Début du désengagement iranien

Le 8 mai 2019, l’Iran commence à revenir sur certains de ses engagements pris pour limiter son programme nucléaire, souhaitant mettre la pression sur les Européens toujours parties à l’accord pour l’aider à contourner les sanctions qui étouffent son économie.

Washington décide de nouvelles sanctions.

En septembre, l’Agence internationale de l’énergie atomique (AIEA) indique que Téhéran a lancé le processus d’enrichissement d’uranium dans ses centrifugeuses avancées.

Début novembre, l’Iran dit produire 5 kg d’uranium faiblement enrichi par jour puis relance des activités d’enrichissement dans l’usine souterraine de Fordo (180 km au sud de Téhéran).

Le 18, l’AIEA indique que les réserves iraniennes d’eau lourde ont dépassé la limite fixée par l’accord.

« Centrifugeuses avancées »

Le 5 janvier 2020, Téhéran affirme qu’il ne se sent désormais plus tenu par aucune limite « sur le nombre de ses centrifugeuses », deux jours après l’élimination du général iranien Qassem Soleimani par une frappe aérienne américaine à Bagdad.

Paris, Londres et Berlin déclenchent le Mécanisme de règlement des différends prévu dans l’accord pour contraindre Téhéran à respecter ses engagements.

En février, Téhéran affirme être disposé à annuler tout ou partie de ses mesures de désengagement si l’Europe lui assure des avantages économiques « significatifs ».

Fin mars, Berlin et Paris annoncent que l’Europe a activé le mécanisme de troc Instex pour livrer du matériel médical à l’Iran, durement frappé par la COVID-19, sans s’exposer aux sanctions américaines.

Le 18 novembre, l’AIEA indique que l’Iran a commencé à mettre en service des « centrifugeuses avancées » récemment déplacées dans une partie souterraine de l’usine de Natanz (centre), principal site d’enrichissement d’uranium du pays.

Assassinat d’un physicien nucléaire

Le 27 novembre, un éminent physicien nucléaire, Mohsen Fakhrizadeh, est tué près de Téhéran. L’Iran accuse Israël.
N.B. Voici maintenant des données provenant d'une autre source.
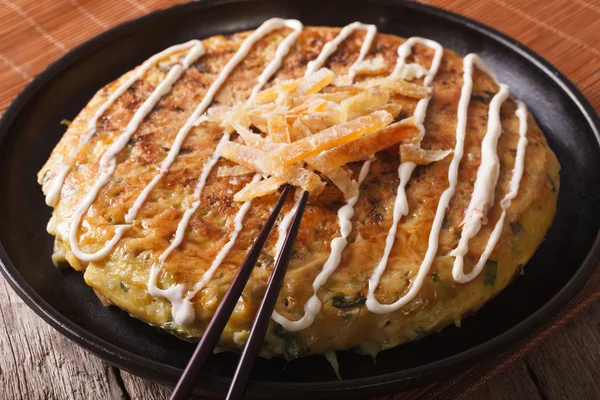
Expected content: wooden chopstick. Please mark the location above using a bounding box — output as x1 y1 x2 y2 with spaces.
170 185 295 400
227 191 308 400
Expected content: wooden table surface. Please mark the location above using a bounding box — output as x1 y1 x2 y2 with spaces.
0 0 600 400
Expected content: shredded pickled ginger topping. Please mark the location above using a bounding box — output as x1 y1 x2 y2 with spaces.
205 68 430 201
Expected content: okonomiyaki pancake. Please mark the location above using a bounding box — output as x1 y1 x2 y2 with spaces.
38 19 560 359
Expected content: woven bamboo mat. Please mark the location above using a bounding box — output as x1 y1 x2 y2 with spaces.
0 0 600 400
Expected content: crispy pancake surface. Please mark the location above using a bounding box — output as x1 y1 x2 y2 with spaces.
39 27 559 358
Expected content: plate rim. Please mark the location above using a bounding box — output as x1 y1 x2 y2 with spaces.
0 0 600 394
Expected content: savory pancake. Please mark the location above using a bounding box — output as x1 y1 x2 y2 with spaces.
39 20 560 359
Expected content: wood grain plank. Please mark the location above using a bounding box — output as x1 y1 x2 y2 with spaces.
121 371 172 400
467 361 543 400
525 302 600 400
121 371 212 400
0 278 126 400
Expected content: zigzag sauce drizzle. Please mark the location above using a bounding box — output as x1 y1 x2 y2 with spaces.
46 40 204 207
148 18 302 325
69 41 204 261
365 37 444 313
366 54 508 314
272 22 377 332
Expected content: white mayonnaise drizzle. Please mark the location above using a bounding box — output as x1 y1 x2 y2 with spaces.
69 42 204 261
69 18 299 261
366 54 512 314
272 160 372 332
272 22 377 332
463 101 529 282
304 22 377 81
450 57 510 283
61 18 528 331
248 19 304 102
148 18 302 325
46 40 204 207
365 37 444 314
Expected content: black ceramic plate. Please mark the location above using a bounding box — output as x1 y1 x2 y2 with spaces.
0 0 600 398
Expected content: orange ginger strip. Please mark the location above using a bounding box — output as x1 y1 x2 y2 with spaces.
306 117 419 171
260 110 393 169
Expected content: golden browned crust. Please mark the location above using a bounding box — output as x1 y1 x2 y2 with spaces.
39 27 559 357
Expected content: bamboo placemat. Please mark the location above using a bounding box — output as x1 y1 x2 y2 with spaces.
0 0 600 400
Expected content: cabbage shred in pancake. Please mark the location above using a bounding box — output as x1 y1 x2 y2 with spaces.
39 21 559 358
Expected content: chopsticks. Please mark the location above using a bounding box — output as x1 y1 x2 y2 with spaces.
170 185 308 400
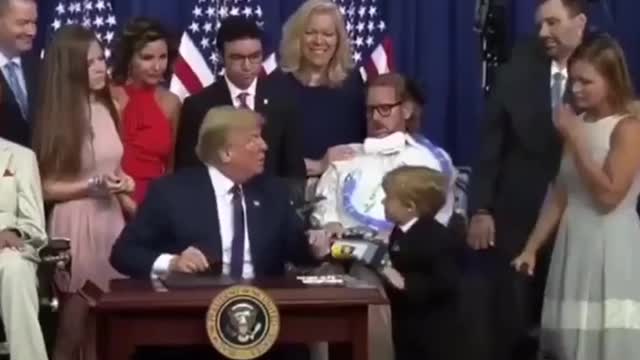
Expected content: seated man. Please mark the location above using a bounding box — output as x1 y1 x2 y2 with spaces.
311 74 455 360
0 138 47 360
111 106 328 279
312 74 455 233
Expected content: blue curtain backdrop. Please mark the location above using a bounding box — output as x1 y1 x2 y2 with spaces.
39 0 640 165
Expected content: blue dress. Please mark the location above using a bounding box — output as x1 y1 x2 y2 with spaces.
267 69 367 159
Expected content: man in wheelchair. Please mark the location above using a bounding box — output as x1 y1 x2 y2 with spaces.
310 74 456 360
0 138 47 360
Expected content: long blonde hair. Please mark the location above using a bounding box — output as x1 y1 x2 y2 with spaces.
569 34 640 117
280 0 355 87
32 25 118 178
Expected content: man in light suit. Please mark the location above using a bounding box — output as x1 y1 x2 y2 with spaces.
0 0 38 146
0 137 47 360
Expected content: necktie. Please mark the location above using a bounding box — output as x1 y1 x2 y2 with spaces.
551 72 564 110
238 92 249 109
4 61 28 119
231 185 244 278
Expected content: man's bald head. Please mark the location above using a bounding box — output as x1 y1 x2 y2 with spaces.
0 0 38 57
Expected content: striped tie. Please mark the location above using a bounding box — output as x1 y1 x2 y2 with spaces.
551 72 564 110
238 92 249 109
4 61 28 119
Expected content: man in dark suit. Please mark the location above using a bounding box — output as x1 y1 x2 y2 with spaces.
111 106 329 359
111 106 329 279
465 0 586 360
175 17 306 195
0 0 38 146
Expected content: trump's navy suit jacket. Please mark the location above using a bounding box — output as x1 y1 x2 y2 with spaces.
110 166 314 279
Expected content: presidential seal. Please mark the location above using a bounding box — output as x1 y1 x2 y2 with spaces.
206 285 280 360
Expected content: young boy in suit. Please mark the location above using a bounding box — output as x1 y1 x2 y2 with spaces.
380 166 465 360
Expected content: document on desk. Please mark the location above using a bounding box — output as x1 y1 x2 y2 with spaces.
162 273 238 289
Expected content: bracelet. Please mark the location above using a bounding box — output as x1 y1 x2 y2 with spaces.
87 175 104 196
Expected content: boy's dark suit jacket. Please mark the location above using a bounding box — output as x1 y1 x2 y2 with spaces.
387 218 465 360
175 78 306 180
0 54 38 148
111 165 314 279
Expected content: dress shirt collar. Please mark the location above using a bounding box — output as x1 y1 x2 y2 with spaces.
551 60 569 84
224 75 258 105
363 131 407 155
0 51 22 69
400 217 418 234
207 165 235 197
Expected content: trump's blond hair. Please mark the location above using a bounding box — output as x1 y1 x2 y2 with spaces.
196 105 262 164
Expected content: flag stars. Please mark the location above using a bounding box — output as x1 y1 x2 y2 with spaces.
189 21 200 33
93 16 104 27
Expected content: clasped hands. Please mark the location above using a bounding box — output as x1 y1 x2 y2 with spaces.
309 222 405 290
88 172 135 196
0 230 24 251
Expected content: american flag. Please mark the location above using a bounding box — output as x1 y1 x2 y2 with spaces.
171 0 393 98
49 0 117 59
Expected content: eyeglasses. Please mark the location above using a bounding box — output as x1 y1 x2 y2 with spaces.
367 101 402 117
229 51 262 64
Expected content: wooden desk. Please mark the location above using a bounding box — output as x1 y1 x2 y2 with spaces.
83 279 386 360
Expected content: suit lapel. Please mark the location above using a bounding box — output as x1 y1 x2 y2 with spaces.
22 55 38 109
520 58 557 152
193 166 222 260
255 79 269 115
244 181 269 273
0 143 12 177
216 77 233 106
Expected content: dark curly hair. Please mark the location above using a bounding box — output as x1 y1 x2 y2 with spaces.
112 17 178 84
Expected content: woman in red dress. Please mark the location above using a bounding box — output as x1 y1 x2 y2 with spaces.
112 18 181 214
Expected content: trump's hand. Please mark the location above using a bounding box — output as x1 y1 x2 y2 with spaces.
307 229 333 259
169 246 209 274
381 266 405 290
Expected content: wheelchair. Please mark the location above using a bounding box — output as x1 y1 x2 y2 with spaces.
0 238 71 359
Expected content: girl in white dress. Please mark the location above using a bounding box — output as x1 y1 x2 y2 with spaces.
514 35 640 360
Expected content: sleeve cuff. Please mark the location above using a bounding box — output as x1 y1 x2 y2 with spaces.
151 254 175 280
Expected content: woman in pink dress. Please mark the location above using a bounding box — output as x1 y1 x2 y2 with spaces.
33 25 134 360
112 18 181 212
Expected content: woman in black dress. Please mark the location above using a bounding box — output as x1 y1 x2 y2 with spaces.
381 166 465 360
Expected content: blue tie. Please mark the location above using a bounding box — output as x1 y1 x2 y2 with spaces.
4 61 28 119
231 185 244 278
551 72 564 110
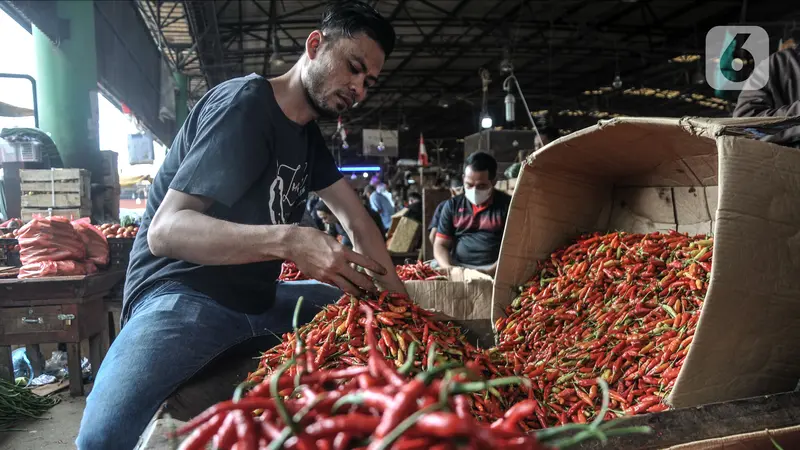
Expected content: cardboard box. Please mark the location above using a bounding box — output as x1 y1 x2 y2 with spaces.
387 217 422 253
492 118 800 407
405 267 494 348
666 426 800 450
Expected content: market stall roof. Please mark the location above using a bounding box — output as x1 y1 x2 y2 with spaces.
137 0 800 151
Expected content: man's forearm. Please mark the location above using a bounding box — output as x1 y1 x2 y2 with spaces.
433 238 453 269
147 209 293 266
345 217 406 293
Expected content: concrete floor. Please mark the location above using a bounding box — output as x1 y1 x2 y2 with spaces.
0 392 86 450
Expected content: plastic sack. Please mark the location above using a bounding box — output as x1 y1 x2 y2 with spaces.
72 217 110 266
17 217 86 265
17 261 97 279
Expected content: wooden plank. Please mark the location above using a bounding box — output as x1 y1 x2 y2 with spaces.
67 342 84 397
22 192 92 210
571 392 800 450
89 327 106 375
31 380 69 397
19 169 89 183
0 269 125 306
20 180 86 194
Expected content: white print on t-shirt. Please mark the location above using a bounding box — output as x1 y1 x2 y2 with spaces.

Quelques jours plus tard, le Parlement vote un texte préconisant de produire et stocker au « moins 120 kg par an d’uranium enrichi à 20 % ». Le texte exige du gouvernement qu’il limite certaines inspections sur des installations non nucléaires, y compris des sites militaires suspects, si Washington ne lève pas ses sanctions.

Le 4 janvier 2021, l’Iran enclenche le processus destiné à produire de l’uranium enrichi à 20 % dans l’usine souterraine de Fordo, bien au-delà du seuil fixé par l’accord de 2015.

Le 10 février, l’AIEA indique que l’Iran a débuté la production d’uranium métal pour s’en servir comme combustible pour un de ses réacteurs.

Le 23, l’AIEA se déclare « vivement préoccupée » par la possible présence de matière nucléaire sur un site iranien non déclaré, au moment où l’Iran commence à limiter les inspections de l’agence onusienne.

L’Iran « va enrichir à 60 % »

Le 7 avril, des discussions pour tenter de sauver l’accord démarrent à Vienne. Les États-Unis sont indirectement conviés pour la première fois depuis l’arrivée à la Maison-Blanche de Joe Biden, qui a dit vouloir réintégrer le pacte.

Le 10, Téhéran met en service ou commence à tester plusieurs centaines de centrifugeuses avancées dans l’usine d’enrichissement de Natanz.

Le 13, l’Iran annonce qu’il « va commencer à enrichir l’uranium à 60 % », deux jours après un « sabotage » de son usine d’enrichissement de Natanz, qu’il impute à Israël.